Interviewer:"Well, Jim, you've won the cup, what's next for you and the boys?"
Jim:"I think it's fair to say, Arthur, that the boys will be sinking a fair few shandy-lemonades tonight”. Oh, stop it. Stop it right now. (Excellent book, though. A magical, logical dream.)

3) Suggs is fronting an advertising campaign for Birds Eye Foods (“good mood food”). I'll say that again: Suggs is fronting an advertising campaign for Birds Eye Foods. This is very old news, apparently, but I only found out yesterday when a “friend” sent me a clip.
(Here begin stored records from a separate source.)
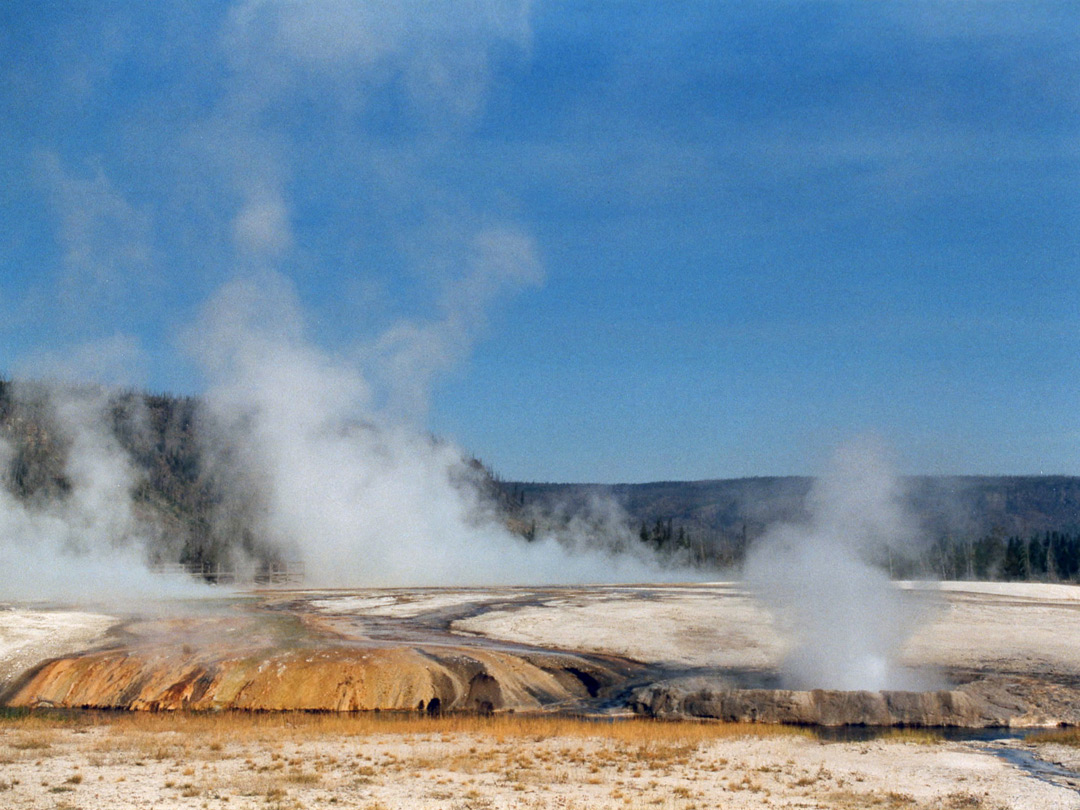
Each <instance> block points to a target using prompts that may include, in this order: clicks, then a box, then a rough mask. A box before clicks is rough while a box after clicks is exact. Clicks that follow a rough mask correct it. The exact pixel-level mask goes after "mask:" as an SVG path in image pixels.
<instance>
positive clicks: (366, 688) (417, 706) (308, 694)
mask: <svg viewBox="0 0 1080 810" xmlns="http://www.w3.org/2000/svg"><path fill="white" fill-rule="evenodd" d="M622 677H623V675H622V674H620V673H617V672H615V671H612V670H610V669H607V667H604V666H603V665H599V664H597V663H596V662H594V661H586V660H583V659H579V658H576V657H571V656H558V654H550V656H544V654H537V656H528V657H524V656H518V654H513V653H502V652H496V651H488V650H478V649H467V648H461V649H453V648H450V649H447V648H440V649H438V650H437V651H432V650H424V649H419V648H413V647H374V648H366V649H365V648H346V647H341V648H300V649H292V650H285V651H265V652H262V653H248V654H244V656H238V657H222V658H216V659H212V660H207V659H204V658H200V656H198V654H197V653H185V652H183V651H178V652H162V651H154V650H123V649H121V650H107V651H100V652H92V653H87V654H83V656H78V657H72V658H62V659H57V660H54V661H51V662H49V663H46V664H44V665H42V666H40V667H39V669H37V670H36V671H33V672H32V673H30V674H29V675H28V676H26V677H24V678H23V679H22V680H21V681H18V683H16V684H15V685H13V687H11V688H10V689H9V690H8V692H6V694H4V696H0V699H2V702H3V703H5V704H6V705H9V706H30V707H32V706H43V705H49V706H65V707H81V708H121V710H148V711H175V710H192V711H206V710H228V708H233V710H251V711H323V712H355V711H373V710H377V711H395V710H397V711H403V710H407V711H417V710H419V711H429V712H432V713H436V712H443V711H473V712H482V713H483V712H491V711H498V710H515V711H529V710H531V711H537V710H541V708H544V707H549V706H555V705H563V704H567V703H572V702H576V701H580V700H585V699H589V698H590V697H592V696H595V694H596V693H597V692H598V691H599V690H600V689H603V688H604V687H605V686H609V685H611V684H615V683H618V681H620V680H621V679H622Z"/></svg>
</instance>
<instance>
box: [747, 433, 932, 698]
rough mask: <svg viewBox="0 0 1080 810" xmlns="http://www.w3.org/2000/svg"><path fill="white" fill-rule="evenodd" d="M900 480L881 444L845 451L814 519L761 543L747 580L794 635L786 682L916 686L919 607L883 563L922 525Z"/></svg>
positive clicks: (759, 546) (860, 686) (750, 559)
mask: <svg viewBox="0 0 1080 810" xmlns="http://www.w3.org/2000/svg"><path fill="white" fill-rule="evenodd" d="M901 496H902V492H901V487H900V482H899V480H897V477H896V476H895V475H893V474H892V472H891V471H890V465H889V464H888V462H887V459H886V454H885V451H883V449H882V448H881V447H880V445H878V444H877V443H875V442H869V441H864V442H858V443H854V444H851V445H848V446H845V447H842V448H840V449H839V450H838V451H837V453H836V455H835V457H834V458H833V461H832V463H831V465H829V469H828V470H827V471H826V473H825V474H824V475H823V476H822V477H820V478H819V480H816V481H815V482H814V485H813V487H812V489H811V491H810V496H809V503H808V505H809V513H810V514H809V518H808V521H807V522H806V523H805V524H801V525H783V526H779V527H777V528H774V529H772V530H771V531H769V532H768V535H767V536H766V537H765V538H764V539H762V540H761V541H760V542H759V543H758V544H757V545H756V546H755V548H754V549H753V551H752V553H751V554H750V556H748V558H747V562H746V579H747V582H748V583H750V584H751V586H752V588H753V589H754V591H755V592H756V593H757V594H758V595H759V596H760V597H761V598H762V600H764V602H765V603H766V604H767V605H768V606H769V607H770V609H771V610H772V611H773V613H774V615H775V617H777V619H778V621H779V622H780V624H781V625H782V629H783V630H784V631H786V632H787V633H789V634H791V635H792V637H793V639H794V646H793V648H792V649H791V650H789V653H788V654H787V657H786V658H785V660H784V662H783V664H782V676H783V679H784V683H785V685H786V686H789V687H792V688H805V689H843V690H854V689H867V690H879V689H915V688H921V687H922V686H923V685H922V684H920V683H919V681H920V679H919V678H918V677H917V676H916V674H914V673H912V672H908V671H905V670H904V669H903V667H901V666H900V665H899V664H897V660H896V659H897V654H899V651H900V647H901V645H902V644H903V643H904V640H905V639H906V638H907V636H908V635H909V633H910V632H912V630H913V629H914V622H915V619H916V610H915V606H914V605H913V604H912V603H910V602H909V600H907V599H905V598H904V593H903V592H901V591H900V590H897V589H896V588H895V586H894V585H893V583H892V582H891V581H890V580H889V577H888V576H887V573H886V572H885V571H883V570H881V568H880V567H877V566H875V565H873V562H874V561H880V558H882V557H883V556H885V555H886V554H889V553H893V552H895V551H897V550H899V549H902V548H904V546H905V545H906V546H909V544H910V541H912V538H913V536H914V531H913V529H912V526H913V522H912V521H910V519H909V518H908V516H907V515H906V514H905V511H904V508H903V504H902V500H901Z"/></svg>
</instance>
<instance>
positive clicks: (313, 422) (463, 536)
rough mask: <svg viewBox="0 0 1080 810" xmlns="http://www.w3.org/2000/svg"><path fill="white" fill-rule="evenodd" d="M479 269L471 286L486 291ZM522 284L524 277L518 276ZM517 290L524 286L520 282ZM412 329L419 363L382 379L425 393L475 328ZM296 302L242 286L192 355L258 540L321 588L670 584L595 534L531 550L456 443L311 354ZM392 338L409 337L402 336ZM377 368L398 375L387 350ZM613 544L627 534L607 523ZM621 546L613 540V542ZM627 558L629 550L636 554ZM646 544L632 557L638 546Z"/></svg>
mask: <svg viewBox="0 0 1080 810" xmlns="http://www.w3.org/2000/svg"><path fill="white" fill-rule="evenodd" d="M476 272H480V273H483V274H485V276H489V275H490V273H491V268H490V267H489V266H487V265H483V266H482V267H481V268H480V269H478V270H475V271H474V272H473V273H470V274H469V275H467V276H465V279H464V280H463V286H464V287H465V288H467V289H468V288H470V287H475V286H476V285H477V284H485V285H486V284H490V283H491V279H490V278H486V279H485V280H477V279H476V278H475V273H476ZM512 275H513V279H516V280H519V278H518V272H517V271H516V270H515V271H514V272H513V273H512ZM512 281H513V280H512ZM460 318H461V313H460V312H459V311H458V310H456V309H454V308H450V309H449V310H447V312H446V319H447V322H445V323H432V324H427V325H423V326H416V327H410V328H409V332H408V334H409V336H410V337H411V338H416V340H419V338H420V337H422V338H423V339H424V340H426V341H427V342H420V343H418V342H416V340H414V339H410V340H407V341H405V342H404V343H403V347H404V348H403V349H402V351H404V352H406V354H407V356H406V357H404V359H402V360H400V362H396V363H394V362H391V363H388V364H386V365H382V366H380V367H379V373H380V374H381V375H383V376H384V375H390V376H391V378H393V377H394V375H404V378H403V379H396V380H395V379H392V380H391V381H392V382H393V383H394V384H400V386H402V387H404V388H409V387H416V386H420V387H422V386H424V384H426V383H424V380H426V376H424V375H427V374H430V370H431V369H430V368H427V367H423V368H418V367H417V362H418V361H417V355H416V352H418V351H419V350H420V349H422V348H427V349H428V352H429V355H430V356H429V360H428V362H431V357H432V356H433V357H434V359H435V363H436V364H437V363H438V362H441V360H440V359H442V357H445V356H446V355H447V354H453V353H455V352H457V351H460V350H461V348H462V347H461V341H462V340H463V339H464V337H463V333H464V330H465V328H467V327H465V326H463V325H462V324H460V323H457V320H458V319H460ZM303 333H305V324H303V319H302V315H301V313H300V310H299V306H298V305H297V302H296V299H295V296H294V295H293V292H292V289H291V287H289V285H288V284H287V282H286V281H285V280H284V279H282V278H281V276H279V275H272V274H270V275H265V276H262V279H261V280H260V281H259V283H248V282H237V283H233V284H231V285H229V286H227V287H226V288H224V289H222V291H221V292H220V293H219V295H218V296H217V297H216V298H215V299H214V300H213V301H212V302H211V303H210V305H208V306H207V308H206V311H205V313H204V319H203V321H202V322H201V324H200V328H199V329H198V330H197V332H195V334H194V335H193V337H192V340H191V346H192V350H193V351H194V353H195V354H197V356H198V357H199V359H200V360H201V362H202V363H203V364H204V365H205V366H206V368H207V372H208V373H210V374H211V376H212V379H213V387H212V388H211V390H210V392H208V394H207V397H206V401H207V407H208V416H210V419H208V424H207V429H208V431H210V433H211V435H212V436H213V440H212V444H213V446H214V447H216V448H218V450H219V458H218V462H219V463H220V464H221V465H222V468H224V471H225V475H226V477H227V478H228V480H230V481H232V482H233V483H234V485H235V486H238V487H239V491H238V492H237V495H238V496H239V497H240V498H245V497H246V498H255V499H257V500H258V501H259V507H260V508H259V509H258V511H257V514H258V518H257V519H258V525H257V526H256V528H257V531H258V532H259V534H260V535H261V536H262V537H265V538H266V539H268V540H269V541H270V542H271V543H272V544H273V545H274V546H276V548H279V549H281V550H282V552H283V553H284V554H285V555H287V556H291V557H293V558H296V559H299V561H301V562H302V563H303V564H305V570H306V577H307V580H308V582H309V583H310V584H318V585H336V586H345V585H390V584H395V585H399V584H477V583H524V582H584V581H609V580H611V579H620V578H622V579H642V578H652V579H654V578H657V577H658V576H663V572H662V571H661V570H660V568H659V566H657V565H656V562H654V561H652V559H649V558H648V557H647V555H645V554H644V553H640V554H638V555H637V556H635V555H634V554H619V555H618V556H616V555H613V554H610V553H607V552H605V551H603V550H600V549H598V548H596V545H597V543H598V542H599V541H598V540H597V538H596V537H586V536H585V534H584V532H570V536H567V537H562V538H559V540H556V539H555V538H551V537H549V538H539V539H537V540H536V541H534V542H526V541H525V540H524V539H523V538H521V537H518V536H516V535H514V534H512V532H511V531H510V530H509V529H508V528H507V527H505V526H504V525H503V523H501V522H500V519H499V517H498V515H497V514H496V513H495V512H494V510H492V507H491V504H490V503H488V502H486V500H485V498H484V497H483V494H482V487H481V482H480V478H478V471H477V470H476V469H475V467H474V465H472V464H470V463H469V462H468V461H467V460H465V458H464V456H463V454H462V453H461V451H460V450H459V449H458V448H457V447H456V446H455V445H454V444H453V443H450V442H446V441H440V440H435V438H432V437H430V436H428V435H427V434H424V433H423V432H421V431H419V430H417V429H416V428H415V427H413V426H411V424H410V422H409V421H408V420H402V419H400V418H397V414H396V413H395V411H394V410H391V411H389V413H388V411H386V410H383V409H380V408H379V407H378V406H377V403H378V402H381V401H382V400H383V399H384V397H380V396H379V395H377V386H376V384H375V383H373V382H369V381H368V379H367V377H366V376H365V374H364V369H363V364H362V363H361V362H360V361H357V360H355V359H350V357H341V356H338V357H334V356H330V355H329V354H327V353H325V352H323V351H320V350H319V349H318V348H316V347H314V346H313V345H311V343H310V342H308V341H306V339H305V334H303ZM392 339H393V340H402V337H401V336H400V335H395V336H392ZM388 342H390V340H388V339H386V338H383V339H381V340H380V341H379V343H380V351H379V352H376V353H375V354H374V355H367V356H368V357H370V356H375V357H377V359H379V360H381V361H383V363H386V361H387V357H386V351H387V350H386V346H387V345H388ZM604 528H605V530H607V531H608V532H609V534H610V531H611V530H612V528H613V530H615V532H616V534H618V532H620V531H621V532H623V534H624V535H625V536H626V537H630V536H631V531H630V527H629V526H627V525H621V526H620V525H617V522H615V521H609V522H607V523H606V525H605V527H604ZM610 541H611V539H610V537H607V538H605V539H604V542H610ZM624 545H630V544H624ZM635 545H636V544H635Z"/></svg>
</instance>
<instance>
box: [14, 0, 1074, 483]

Why are people so disappointing? Like Robert Mugabe, Edward Said, Queer As Folk, Fidel Castro, Noam Chomsky, Shameless and Wayne Rooney, say, Suggs started off brilliantly and then simply didn't know when to quit. How can he possibly think he makes sense to us now?

4) Fruitellas. On a whim, I bought some at a garage the other day, feeling I ought to lighten up, live a little and try something new. That was a rubbish whim. Who eats this stuff? It's properly horrible.

5) Leonard Bernstein. In the second movement of his Chichester Psalms (Adonai Ro-i) a sudden, clattering crime breaks out after about two and a half minutes. We did an arrangement of this particular piece of music at school, as it happens, and I occasionally go back to it if I'm feeling distressed or sad in a certain kind of way. It helps.

Last week, however, the anticipated solace was ruined by the anticipated clattery crime. I can no longer pretend it's not about to happen, it seems, and so the beautifully cascading harmonies of the opening stages are pre-ruined by what's going to come. How is that fair? I'm v. disappointed with you, Leonard Bernstein. Try harder.

6) The fecker who coughed in the Albert Hall during a performance of Barber's famous Adagio for Strings (15/09/2001). This particular cough makes me wince every time I hear it. The conductor, Leonard Slatkin – like him or loathe him, the guy gives good hair - had coaxed his orchestra towards a ringing, shuddering, terrorist-defying silence. This deadly seven-second pause followed a crescendo of screaming violins and arrived after (roughly) seven minutes and six seconds. It was an immensely powerful silence, really, and it ripped right into me. I didn't notice the coughing first time round, in fact, because I was too far gone crying – in a controlled, strong, vigorously heterosexual way.

It was a beautiful performance, though, and has always felt like a defiantly apt response to the killings of a few short days previously. But that cough. My God, how it annoys me. (If anyone can show that it was Brian Cowen coughing on that night, incidentally, then I'll happily take care of the rest – contradictory and shabby proof welcomed.) Right so, but six of the seven seconds had already passed in a pulsating and terrible silence. The seventh second was partially underway, for pity's sake, as the cough, like some syncopated half-beat, precedes the return of the violins. You couldn't wait? What is wrong with you people? How is it possible to lack the ability to resist clearing your throat for half a second more? Did you not hear the silence you were destroying, you selfish fool? And so it goes on.....

Anyway, that performance is now ruined for me, too, as I discovered to my cost last Thursday. Knowing that this cough is impending makes it impossible to fall into the music – or into the mood of that particular moment in time, more specifically – in an unguarded, come and hurt me better, kind of a way. I just don't know.